Offrons-nous à Dieu, le Seigneur nous veut, Il nous veut Ses amis, Il veut nous combler de joie ; le chemin, nous le savons, n’est pas très attirant, mais si nous voyons un peu mieux le but, Dieu lui-même, alors nous n’hésiterons pas. Parce que nous sommes des êtres humains et nous sommes faits pour cela, et nous trouverons la vraie joie et le vrai bonheur. Cette vraie joie et ce vrai bonheur, nous l’aurons ici-bas, parce que le Christ a déjà gagné, parce que le Christ nous a déjà sauvés, je vous le garantis, parce que c’est Jésus qui le dit, que ce ne sera pas facile, qu’il faudra les porter, ces croix, mais ça vaut le coup.

Ne nous trompons pas d’objectif, saint Paul le dit encore : « Ne prenez pas pour modèle le monde présent. » Le monde présent, qu’est-ce qu’il nous propose ? Il nous propose d’être riche, il nous propose d’être célèbre, il nous propose du confort, d’avoir ce dont on a besoin, là, tout de suite, il nous propose de vivre longtemps.

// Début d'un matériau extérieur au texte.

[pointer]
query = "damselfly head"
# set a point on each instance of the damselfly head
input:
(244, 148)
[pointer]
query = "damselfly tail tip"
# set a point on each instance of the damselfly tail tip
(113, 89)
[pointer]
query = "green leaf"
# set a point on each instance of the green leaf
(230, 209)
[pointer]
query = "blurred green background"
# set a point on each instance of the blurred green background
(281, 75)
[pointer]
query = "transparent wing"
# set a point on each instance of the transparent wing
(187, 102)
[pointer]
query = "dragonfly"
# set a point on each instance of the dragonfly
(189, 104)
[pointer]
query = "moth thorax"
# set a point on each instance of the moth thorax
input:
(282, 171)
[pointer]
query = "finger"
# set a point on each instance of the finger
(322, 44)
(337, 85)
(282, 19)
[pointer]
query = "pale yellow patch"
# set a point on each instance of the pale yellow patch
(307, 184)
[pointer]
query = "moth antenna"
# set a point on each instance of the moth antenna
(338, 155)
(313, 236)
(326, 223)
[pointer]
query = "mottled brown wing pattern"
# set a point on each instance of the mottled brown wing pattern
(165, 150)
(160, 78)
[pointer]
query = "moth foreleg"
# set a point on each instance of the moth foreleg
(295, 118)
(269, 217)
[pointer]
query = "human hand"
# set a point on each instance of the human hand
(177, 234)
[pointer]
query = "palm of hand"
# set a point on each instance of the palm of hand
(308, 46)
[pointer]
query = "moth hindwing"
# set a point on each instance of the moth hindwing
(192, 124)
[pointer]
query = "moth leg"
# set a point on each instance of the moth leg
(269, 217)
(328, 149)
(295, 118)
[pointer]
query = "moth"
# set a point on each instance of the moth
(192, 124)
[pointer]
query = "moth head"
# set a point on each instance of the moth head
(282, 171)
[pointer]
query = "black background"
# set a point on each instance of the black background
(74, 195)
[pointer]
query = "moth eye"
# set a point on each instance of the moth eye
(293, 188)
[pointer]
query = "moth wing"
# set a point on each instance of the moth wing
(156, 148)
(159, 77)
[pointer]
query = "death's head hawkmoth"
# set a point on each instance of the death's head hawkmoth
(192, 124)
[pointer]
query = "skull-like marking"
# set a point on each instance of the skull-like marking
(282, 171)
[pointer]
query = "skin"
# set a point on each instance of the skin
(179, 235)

Mais rien de tout cela ne nous comble. À la fin de notre vie, le jour où nous allons mourir, qu’est-ce qui va compter vraiment ? Ce que nous aurons sur notre compte en banque ? la taille de la maison que nous avons ? le nombre d’articles de journaux dans lesquels nous aurons été relayés ? le nombre d’amis Facebook ? – je ne sais pas si vous avez un compte – … Non, ce qui compte vraiment, et vous le savez, c’est finalement l’amour qu’on aura donné et l’amour qu’on aura reçu dans nos vies. Et, si on doit mourir demain, ce n’est pas grave, parce que cet amour-là, il est, et il résonne dans l’éternité, et nous sommes attendus par un Père qui nous aime, qui nous ouvre les bras, et qui nous dit « Viens, viens, mon enfant, entre dans la joie de ton maître. » « Quel avantage un homme aura-t-il à gagner le monde entier si c’est au prix de sa vie, que pourra-t-il donner en échange de sa vie ? Le Fils de l’homme va venir avec Ses anges dans la gloire de Son Père, Il rendra à chacun selon sa conduite », et, de fait, cette conduite-là, celle qui compte, qui pèse vraiment, celle qui nous permet d’entrer dans la gloire de Dieu, c’est d’aimer et de se laisser aimer.